He had done things while he was on drugs, and while trying desperately to get drugs, that filled him with shame and self-loathing. To blot out these feelings, he would get high again. He had gone through rounds of detoxes, stays in halfway houses, and a rotating roster of well-intentioned helpers. And now, once again, he was back in hospital.
After a few days of stay, his mental state appeared to improve; he denied having any ongoing suicidal thoughts, became more communicative, and assured us that he would attend his follow-up appointment with our specialised addiction service. He promised his wife that he would stay at another halfway house, one that had been arranged for by his pastor.
He was assessed to be no longer at imminent risk of harm. He seemed earnest and sincere about wanting to turn over a new leaf, so we discharged him with these well-laid follow-up plans in place.
Two weeks later, he was dead. It was later established that he had taken his own life.

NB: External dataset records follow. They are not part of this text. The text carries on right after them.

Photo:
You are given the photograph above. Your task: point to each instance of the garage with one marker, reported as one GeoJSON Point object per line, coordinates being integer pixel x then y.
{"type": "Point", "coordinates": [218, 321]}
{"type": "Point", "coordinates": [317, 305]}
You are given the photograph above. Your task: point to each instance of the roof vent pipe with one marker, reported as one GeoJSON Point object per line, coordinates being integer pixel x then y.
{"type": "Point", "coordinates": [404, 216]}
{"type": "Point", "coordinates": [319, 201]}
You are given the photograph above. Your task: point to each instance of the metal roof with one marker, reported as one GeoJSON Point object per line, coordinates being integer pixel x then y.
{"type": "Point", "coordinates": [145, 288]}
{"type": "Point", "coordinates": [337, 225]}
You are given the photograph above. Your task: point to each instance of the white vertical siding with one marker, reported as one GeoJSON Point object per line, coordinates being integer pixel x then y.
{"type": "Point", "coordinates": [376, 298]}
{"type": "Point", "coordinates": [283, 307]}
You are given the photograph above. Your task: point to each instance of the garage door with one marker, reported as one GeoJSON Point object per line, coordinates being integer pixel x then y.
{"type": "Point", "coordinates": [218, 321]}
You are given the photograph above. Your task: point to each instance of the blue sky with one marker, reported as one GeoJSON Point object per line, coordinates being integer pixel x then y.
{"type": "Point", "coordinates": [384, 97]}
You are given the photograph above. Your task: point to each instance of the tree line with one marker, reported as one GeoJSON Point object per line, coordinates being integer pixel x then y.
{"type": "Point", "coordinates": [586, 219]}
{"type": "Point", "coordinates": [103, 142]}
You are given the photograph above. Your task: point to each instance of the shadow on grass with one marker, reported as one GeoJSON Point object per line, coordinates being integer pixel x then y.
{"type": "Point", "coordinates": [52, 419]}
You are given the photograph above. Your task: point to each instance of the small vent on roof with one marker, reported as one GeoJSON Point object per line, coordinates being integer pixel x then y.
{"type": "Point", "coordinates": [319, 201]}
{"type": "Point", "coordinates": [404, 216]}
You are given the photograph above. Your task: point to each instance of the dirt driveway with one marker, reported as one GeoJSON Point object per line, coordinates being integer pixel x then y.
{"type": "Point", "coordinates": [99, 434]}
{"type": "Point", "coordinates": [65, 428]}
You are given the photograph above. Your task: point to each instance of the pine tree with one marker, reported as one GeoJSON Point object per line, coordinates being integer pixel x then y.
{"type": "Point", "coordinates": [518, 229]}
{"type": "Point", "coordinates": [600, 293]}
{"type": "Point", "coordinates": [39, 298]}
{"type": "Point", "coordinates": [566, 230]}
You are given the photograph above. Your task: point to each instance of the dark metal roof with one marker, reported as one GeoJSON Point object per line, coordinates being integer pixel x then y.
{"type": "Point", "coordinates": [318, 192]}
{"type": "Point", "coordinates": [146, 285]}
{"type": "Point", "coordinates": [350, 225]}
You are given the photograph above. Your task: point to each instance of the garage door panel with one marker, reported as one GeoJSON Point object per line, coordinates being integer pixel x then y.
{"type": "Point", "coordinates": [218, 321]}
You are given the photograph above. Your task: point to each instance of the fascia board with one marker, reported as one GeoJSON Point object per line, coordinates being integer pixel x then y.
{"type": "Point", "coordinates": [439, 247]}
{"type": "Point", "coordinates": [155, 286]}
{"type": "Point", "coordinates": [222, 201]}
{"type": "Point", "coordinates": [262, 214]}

I was appalled. It wasn’t that, before this, I had not lost patients who died by suicide.
In my profession, there is a saying: “There are two kinds of psychiatrists – those who have had patients who died by suicide, and those who will.” And I had been in practice long enough for that to have happened a few painful times. But this was somewhat different.
Tyranny of addiction
Almost all doctors will encounter patients who are addicted to various substances (in medical parlance, we collectively refer to these conditions as substance use disorders). And what we call an addiction can be defined – in the dry precise language of a standard psychiatric textbook – as “an enduring, inordinately strong tendency to engage in some form of pleasure-producing behaviour in a pattern that is characterised by impaired control and continuation despite harmful consequences”.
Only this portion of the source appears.